A lifelong friend of Big Red Machine legend Johnny Bench bought more than $1 million worth of his memorabilia for the sole purpose of gifting it back to the Hall of Famer.

When Bench in November put up for auction some items from throughout his career, his friend Alan Horwitz schemed to purchase them and surprise Bench by giving them all back, the Pennsylvania-based auction house, Hunt Auctions, announced in a news release.

The two men met in the late 1960s, early in Bench's career while the catcher was playing in the Winter League in San Juan, Puerto Rico. They struck up a friendship that later would include routine dinners whenever the Reds were playing in Horwitz's hometown of Philadelphia. Horwitz would set up a lunch or dinner, and Bench would have tickets for his friend to see the game.

"When I learned of the auction of Johnny's memorabilia, I felt compelled to participate, with the goal to return some of the items to the Bench family and Johnny's fans," Horwitz said in the release.

"When I heard this, I was flabbergasted and moved to tears," Bench is quoted in the release. "I am truly stunned by Alan's generous gesture and am grateful and proud that these trophies and memorabilia pieces will be on display for millions of fans to experience."

According to the auction house, Horwitz purchased the following pieces from Bench's collection, among others:

  • 1968 Rookie of the Year Award
  • 1969 All-Star Game bat
  • 1970 and 1972 National League MVP Awards
  • 1975 and 1976 World Series rings
  • Several of Bench's 10 Gold Glove awards

Sports business reporter Darren Rovell spoke with Horwitz for a story for the Action Network.

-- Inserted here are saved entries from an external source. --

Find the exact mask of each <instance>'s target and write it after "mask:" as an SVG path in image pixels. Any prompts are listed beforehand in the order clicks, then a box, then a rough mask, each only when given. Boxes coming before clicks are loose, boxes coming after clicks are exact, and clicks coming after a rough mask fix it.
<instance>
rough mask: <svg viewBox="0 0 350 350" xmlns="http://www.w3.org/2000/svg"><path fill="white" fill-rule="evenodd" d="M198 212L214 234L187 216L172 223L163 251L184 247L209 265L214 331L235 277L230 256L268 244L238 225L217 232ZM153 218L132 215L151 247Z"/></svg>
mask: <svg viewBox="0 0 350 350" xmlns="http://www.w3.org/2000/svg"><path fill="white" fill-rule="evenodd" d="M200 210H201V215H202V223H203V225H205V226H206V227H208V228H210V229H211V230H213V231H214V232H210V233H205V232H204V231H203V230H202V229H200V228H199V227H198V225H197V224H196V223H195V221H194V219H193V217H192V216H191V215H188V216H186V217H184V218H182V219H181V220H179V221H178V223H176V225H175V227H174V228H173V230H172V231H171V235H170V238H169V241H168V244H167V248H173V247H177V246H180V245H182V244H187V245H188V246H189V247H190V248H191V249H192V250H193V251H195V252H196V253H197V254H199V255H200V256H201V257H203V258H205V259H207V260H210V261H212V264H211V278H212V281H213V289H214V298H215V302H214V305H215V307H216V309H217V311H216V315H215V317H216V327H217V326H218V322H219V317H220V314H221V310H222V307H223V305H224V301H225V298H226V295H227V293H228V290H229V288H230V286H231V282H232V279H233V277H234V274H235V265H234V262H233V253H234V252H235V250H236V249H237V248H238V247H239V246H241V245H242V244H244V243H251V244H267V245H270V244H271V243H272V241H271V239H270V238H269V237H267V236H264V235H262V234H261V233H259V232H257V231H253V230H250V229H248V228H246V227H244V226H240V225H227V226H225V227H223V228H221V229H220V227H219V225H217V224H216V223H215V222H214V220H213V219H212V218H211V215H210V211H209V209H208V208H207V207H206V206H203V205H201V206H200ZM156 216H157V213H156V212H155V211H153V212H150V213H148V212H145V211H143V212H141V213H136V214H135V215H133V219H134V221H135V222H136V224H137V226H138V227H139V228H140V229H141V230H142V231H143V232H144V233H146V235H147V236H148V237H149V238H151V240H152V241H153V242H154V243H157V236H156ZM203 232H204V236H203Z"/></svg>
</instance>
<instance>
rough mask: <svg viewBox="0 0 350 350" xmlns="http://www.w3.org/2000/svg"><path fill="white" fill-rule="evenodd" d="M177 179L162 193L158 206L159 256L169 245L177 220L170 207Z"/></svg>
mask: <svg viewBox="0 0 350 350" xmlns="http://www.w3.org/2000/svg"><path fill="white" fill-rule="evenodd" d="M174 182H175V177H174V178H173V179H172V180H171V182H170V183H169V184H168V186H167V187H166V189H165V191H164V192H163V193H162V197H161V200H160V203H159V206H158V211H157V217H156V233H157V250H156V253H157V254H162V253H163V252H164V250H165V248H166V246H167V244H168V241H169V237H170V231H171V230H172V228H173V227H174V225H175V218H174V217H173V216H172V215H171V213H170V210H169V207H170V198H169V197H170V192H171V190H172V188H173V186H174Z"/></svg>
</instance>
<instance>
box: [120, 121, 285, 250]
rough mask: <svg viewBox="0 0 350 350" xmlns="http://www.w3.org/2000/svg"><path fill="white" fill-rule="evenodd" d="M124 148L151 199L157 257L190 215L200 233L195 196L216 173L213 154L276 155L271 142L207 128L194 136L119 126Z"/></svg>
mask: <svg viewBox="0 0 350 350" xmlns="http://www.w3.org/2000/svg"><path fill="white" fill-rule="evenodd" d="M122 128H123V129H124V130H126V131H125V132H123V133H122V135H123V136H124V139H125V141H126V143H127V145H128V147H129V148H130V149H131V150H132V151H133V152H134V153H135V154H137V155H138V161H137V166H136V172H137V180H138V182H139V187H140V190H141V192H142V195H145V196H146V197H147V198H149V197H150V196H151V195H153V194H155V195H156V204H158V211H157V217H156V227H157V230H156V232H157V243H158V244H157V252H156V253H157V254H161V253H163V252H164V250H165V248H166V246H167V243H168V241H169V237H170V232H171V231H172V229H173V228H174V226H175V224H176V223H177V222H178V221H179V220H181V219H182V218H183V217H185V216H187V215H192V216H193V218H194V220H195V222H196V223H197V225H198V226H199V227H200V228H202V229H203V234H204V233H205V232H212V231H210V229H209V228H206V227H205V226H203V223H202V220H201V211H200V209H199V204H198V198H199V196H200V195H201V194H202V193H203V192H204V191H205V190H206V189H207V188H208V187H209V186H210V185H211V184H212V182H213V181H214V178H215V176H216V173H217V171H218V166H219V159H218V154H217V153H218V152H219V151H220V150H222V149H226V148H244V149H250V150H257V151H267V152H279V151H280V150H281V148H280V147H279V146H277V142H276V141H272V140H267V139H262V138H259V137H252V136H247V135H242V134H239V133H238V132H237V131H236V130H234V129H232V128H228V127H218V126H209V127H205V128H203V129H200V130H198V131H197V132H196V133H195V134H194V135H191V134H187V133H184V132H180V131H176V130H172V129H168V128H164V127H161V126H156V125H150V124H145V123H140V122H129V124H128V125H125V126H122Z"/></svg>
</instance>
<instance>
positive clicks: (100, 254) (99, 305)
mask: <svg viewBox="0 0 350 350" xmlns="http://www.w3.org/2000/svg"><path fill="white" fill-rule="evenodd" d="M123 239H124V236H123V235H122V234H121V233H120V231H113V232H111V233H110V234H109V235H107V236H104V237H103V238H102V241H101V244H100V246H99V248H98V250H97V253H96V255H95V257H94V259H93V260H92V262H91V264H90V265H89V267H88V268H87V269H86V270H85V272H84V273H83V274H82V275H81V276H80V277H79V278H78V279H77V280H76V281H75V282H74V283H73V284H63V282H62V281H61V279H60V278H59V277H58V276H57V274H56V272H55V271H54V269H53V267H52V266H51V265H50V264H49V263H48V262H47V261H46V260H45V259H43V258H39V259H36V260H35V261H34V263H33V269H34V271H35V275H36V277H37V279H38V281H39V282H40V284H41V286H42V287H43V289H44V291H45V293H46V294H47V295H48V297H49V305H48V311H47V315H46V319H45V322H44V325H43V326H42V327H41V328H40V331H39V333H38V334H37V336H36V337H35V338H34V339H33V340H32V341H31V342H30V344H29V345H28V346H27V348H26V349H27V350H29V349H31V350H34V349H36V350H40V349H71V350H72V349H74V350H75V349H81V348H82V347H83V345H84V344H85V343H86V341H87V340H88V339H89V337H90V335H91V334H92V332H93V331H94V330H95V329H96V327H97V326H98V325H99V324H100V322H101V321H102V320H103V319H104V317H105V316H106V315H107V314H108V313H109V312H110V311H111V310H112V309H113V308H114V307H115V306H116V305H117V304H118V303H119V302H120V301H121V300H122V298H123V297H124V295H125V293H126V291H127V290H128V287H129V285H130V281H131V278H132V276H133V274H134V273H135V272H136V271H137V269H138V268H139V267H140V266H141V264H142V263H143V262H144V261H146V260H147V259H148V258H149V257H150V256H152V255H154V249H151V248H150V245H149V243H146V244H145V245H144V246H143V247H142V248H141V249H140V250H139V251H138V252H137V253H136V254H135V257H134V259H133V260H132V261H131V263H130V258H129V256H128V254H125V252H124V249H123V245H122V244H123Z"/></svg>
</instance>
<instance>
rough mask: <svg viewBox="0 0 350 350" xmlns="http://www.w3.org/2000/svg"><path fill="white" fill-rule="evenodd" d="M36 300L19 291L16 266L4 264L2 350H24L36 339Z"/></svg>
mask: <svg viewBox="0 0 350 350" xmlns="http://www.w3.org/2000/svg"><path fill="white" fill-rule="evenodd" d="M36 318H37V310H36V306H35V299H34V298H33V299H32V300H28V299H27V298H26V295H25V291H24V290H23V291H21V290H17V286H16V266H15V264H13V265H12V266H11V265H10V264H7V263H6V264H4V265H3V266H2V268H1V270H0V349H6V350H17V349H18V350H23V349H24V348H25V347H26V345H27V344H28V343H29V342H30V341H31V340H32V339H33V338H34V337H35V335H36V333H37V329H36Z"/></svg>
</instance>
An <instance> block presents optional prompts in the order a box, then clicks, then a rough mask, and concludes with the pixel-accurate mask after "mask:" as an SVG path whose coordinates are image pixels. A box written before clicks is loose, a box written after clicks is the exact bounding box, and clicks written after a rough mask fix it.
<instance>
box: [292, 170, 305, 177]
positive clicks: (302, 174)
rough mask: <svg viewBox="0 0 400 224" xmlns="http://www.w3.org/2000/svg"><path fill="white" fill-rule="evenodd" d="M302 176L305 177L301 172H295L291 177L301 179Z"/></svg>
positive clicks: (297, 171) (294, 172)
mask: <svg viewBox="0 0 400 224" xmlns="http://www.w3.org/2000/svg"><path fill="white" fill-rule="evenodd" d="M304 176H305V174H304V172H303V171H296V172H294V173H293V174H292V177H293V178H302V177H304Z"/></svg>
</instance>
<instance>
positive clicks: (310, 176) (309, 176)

Rovell's story quotes Horwitz: "There was no way I was going to let Johnny sell these to collectors. Seeing how hard he worked to be recognized that way he was after all these years. Only he deserves them."

Bench was auctioning the items to prevent any "squabbl(ing) over the assets when he was gone" and "to help pay for college for the boys he has become father to," Rovell wrote.

Hunt Auctions president David Hunt said in the release, "There really are no words that can properly describe the generous act of kindness by Alan Horwitz."

Hunt said the auction overall raised more than $2 million.